A team of 4-5 people could probably finish off the C standard library in a matter of months and make good progress on the more common daemons that are often run on Linux systems (Bind, apache, the various mail servers, etc) in the span of a year. The money DHS is spending on this would be more than enough to hire a team that size for a year to work on that.
I'm trying to teach myself to set people on fire with my mind... Is it hot in here?
Amen, man. Here's a DHS security initiative that would have cost nothing: Switch to OpenBSD if security is a concern, and check periodically for security advisories.

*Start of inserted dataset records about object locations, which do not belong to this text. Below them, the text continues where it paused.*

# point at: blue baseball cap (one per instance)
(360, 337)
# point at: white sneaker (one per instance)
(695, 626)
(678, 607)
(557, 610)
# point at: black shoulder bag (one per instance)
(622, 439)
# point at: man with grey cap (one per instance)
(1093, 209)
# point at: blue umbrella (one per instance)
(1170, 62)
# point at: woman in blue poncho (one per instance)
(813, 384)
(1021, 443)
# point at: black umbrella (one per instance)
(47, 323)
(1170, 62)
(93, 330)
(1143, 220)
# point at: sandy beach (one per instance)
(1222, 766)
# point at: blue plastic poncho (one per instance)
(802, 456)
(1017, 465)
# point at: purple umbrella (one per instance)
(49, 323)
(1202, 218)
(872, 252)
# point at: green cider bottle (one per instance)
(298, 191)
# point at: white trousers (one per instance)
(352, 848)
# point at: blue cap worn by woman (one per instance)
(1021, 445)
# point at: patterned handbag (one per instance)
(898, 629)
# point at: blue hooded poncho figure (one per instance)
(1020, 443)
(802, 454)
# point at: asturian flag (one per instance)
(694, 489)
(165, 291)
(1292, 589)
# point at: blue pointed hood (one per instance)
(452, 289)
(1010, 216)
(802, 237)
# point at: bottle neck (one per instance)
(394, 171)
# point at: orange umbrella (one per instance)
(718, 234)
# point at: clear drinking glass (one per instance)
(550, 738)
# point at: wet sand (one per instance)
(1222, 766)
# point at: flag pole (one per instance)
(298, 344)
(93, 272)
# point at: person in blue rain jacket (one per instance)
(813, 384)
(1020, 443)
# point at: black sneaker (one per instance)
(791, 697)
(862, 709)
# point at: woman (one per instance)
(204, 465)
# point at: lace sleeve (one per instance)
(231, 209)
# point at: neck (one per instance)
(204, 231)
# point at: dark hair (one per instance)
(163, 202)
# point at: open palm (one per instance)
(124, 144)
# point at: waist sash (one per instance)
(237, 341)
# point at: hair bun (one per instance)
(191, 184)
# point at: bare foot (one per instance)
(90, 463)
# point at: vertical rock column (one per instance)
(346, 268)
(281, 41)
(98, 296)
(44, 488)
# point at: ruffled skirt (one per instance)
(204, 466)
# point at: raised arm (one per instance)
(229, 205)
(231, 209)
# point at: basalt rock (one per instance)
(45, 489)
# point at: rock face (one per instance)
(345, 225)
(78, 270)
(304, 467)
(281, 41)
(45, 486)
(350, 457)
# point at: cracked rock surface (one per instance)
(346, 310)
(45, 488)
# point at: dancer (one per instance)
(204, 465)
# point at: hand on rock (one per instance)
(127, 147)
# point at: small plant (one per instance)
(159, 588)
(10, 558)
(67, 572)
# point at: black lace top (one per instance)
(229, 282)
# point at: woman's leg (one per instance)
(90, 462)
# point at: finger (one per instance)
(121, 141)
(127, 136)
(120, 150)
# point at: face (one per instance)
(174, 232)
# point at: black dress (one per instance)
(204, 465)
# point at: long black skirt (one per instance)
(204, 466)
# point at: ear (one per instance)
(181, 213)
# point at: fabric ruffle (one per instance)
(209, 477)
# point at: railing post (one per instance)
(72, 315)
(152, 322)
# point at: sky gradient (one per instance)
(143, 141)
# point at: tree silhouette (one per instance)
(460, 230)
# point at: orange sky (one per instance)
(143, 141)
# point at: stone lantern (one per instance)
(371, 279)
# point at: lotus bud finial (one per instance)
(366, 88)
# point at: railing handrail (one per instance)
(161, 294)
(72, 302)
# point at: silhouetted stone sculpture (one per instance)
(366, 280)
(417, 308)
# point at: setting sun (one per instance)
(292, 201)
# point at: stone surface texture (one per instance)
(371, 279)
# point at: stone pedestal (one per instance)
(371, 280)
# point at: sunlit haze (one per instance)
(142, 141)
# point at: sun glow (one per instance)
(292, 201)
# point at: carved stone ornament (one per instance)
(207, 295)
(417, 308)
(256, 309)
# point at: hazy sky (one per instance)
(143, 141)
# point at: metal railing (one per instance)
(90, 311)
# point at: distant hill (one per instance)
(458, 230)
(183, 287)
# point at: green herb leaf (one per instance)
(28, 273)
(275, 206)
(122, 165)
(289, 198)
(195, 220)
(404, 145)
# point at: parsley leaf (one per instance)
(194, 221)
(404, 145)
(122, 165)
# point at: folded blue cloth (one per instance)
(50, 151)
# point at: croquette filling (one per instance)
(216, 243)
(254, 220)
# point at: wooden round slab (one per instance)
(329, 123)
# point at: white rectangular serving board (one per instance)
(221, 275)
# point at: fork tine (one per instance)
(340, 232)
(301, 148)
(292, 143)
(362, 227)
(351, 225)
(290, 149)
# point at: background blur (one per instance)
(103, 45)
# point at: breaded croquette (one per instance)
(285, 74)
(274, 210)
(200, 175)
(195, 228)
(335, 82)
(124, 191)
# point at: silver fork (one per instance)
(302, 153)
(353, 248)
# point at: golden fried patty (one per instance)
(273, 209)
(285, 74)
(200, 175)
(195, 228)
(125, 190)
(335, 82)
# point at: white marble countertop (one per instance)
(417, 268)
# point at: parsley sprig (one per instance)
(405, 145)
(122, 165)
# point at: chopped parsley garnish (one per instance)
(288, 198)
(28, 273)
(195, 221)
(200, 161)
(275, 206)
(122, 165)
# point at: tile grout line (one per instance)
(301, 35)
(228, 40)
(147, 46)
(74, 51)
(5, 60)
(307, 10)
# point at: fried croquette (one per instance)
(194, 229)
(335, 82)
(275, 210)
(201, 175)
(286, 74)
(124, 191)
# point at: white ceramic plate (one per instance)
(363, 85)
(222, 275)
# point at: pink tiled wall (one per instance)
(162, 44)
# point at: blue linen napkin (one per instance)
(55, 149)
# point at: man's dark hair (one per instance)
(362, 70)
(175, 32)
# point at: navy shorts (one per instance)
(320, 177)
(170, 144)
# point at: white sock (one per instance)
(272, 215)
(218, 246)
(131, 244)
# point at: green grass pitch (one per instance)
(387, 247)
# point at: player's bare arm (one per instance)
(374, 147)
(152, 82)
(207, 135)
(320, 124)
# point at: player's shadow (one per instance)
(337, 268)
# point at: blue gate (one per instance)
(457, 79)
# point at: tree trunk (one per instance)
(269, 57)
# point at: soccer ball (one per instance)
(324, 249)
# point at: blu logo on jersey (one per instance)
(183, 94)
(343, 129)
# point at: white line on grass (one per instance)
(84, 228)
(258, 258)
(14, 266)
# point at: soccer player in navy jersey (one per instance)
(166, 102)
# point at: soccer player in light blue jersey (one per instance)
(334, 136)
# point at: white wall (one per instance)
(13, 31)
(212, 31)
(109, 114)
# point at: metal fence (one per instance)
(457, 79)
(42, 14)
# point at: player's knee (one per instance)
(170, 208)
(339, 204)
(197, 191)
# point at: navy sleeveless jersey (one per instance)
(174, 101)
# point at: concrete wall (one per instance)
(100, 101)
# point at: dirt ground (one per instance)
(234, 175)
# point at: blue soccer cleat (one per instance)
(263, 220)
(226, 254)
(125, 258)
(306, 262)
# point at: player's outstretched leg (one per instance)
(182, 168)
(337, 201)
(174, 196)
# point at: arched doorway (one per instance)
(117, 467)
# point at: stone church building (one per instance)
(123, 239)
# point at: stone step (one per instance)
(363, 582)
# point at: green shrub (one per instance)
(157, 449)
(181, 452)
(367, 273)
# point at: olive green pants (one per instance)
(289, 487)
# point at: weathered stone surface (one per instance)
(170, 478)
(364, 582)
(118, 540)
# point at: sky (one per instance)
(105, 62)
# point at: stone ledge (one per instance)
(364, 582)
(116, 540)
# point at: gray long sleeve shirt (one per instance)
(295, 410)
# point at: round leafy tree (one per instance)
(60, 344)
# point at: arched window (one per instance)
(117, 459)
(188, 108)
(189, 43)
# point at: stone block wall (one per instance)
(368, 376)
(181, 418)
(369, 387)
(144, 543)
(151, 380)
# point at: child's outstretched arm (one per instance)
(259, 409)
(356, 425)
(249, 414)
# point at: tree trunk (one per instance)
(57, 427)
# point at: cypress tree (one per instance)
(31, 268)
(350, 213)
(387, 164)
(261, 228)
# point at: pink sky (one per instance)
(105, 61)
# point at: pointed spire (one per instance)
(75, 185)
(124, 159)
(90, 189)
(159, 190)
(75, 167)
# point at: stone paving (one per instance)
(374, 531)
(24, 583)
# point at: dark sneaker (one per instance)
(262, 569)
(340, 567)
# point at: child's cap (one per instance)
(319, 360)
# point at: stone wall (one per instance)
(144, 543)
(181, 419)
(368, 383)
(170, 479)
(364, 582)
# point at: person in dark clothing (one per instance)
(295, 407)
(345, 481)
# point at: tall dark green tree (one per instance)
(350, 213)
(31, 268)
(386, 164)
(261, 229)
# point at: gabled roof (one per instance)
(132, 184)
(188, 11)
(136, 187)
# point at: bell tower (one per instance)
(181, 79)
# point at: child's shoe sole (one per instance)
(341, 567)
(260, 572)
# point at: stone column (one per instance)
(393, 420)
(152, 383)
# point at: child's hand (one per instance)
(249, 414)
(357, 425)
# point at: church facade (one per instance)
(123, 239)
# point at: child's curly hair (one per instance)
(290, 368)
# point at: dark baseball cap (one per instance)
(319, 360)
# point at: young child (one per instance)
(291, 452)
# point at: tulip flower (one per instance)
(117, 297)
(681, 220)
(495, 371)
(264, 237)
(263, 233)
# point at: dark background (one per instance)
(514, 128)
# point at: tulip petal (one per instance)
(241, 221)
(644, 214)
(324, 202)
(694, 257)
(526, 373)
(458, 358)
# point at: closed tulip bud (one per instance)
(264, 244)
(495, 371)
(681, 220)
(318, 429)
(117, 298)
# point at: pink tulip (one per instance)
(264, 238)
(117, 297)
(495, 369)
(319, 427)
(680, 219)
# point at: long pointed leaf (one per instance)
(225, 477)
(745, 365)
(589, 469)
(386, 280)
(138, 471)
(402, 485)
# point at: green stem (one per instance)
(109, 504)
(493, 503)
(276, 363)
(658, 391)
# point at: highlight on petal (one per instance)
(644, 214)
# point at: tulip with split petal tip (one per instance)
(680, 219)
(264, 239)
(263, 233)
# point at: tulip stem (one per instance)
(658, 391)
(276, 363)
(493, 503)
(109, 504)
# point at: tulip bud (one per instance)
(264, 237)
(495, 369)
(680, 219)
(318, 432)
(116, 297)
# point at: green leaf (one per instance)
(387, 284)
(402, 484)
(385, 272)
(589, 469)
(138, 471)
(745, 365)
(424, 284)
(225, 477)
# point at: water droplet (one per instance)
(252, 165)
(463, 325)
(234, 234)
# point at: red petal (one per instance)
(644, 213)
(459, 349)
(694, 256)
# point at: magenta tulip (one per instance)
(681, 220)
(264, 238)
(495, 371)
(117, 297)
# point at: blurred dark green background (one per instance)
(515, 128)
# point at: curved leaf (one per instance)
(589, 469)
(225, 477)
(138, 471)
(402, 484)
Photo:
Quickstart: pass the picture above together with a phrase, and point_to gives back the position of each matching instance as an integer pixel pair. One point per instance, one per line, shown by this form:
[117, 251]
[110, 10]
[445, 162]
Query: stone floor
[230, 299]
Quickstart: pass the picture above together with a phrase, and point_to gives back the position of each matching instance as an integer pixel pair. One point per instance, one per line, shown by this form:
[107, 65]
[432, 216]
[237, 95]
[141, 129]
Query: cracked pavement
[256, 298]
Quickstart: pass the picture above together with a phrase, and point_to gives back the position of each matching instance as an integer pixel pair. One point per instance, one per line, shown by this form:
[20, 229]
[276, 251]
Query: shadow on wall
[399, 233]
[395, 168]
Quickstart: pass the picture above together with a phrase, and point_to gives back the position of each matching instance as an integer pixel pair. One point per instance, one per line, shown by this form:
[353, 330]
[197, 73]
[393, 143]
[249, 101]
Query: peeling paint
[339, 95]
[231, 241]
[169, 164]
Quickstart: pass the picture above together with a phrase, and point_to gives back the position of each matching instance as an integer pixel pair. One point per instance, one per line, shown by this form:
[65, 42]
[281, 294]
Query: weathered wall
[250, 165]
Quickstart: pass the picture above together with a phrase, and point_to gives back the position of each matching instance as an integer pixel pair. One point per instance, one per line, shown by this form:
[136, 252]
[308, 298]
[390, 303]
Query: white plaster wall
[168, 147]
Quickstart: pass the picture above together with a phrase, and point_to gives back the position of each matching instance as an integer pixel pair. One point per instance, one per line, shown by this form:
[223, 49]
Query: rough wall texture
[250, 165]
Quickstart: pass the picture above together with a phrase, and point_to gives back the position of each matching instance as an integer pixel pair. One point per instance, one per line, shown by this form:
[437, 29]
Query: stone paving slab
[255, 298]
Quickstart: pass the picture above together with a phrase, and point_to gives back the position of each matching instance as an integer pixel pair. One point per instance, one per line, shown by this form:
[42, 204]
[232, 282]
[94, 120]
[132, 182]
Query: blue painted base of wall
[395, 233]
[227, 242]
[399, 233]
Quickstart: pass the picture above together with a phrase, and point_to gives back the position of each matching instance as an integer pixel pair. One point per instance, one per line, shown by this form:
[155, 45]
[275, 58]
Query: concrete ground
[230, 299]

This spending is just more pork barrel crap that will probably not accomplish anything and will just get pocketed by somebody. Security doesn't just get fixed with a couple million bucks and a year of coding, it's an ongoing long term process, and the #1 problem with security today is lack of education and/or indifference on security issues, NOT a lack of pork barrel spending.
(I hope this post isn't moderated as flamebait. I love Open Source Software, but there are serious problems in our community which need to be addressed. I am not an outsider attacking OSS to destroy, but a community member pointing out shortcomings to help preserve and improve it.)
Do most Open Source projects even do anything with bug reports?
Other than:
1. Ignore them.
2. Claim they are not bugs, but features.
3. Claim they are valid "design decisions".
4. Say they'll get around to fixing bugs when they are done adding features - e.g. they'll fix the root exploit to the FTP daemon after they add a 3D Open GL interface to it.
5. Say it won't be fixed. Bugzilla has a "WONTFIX" status which is used quite often.
6. Fix the bugs by wholesale destruction and replacement of whole sections of code, or even the whole code base - now you got all new bugs!
7. Claim the bug is in another piece of software or hardware and they're code is just the unfortunate victim.
8. Blame software patents, George Bush, Hurricane Katrina, Microsoft, little green men/women from Mars, sunspots, quantum time fluctuations or anything else for why they can't or won't fix it.
Just because it CAN be done, doesn't mean it should!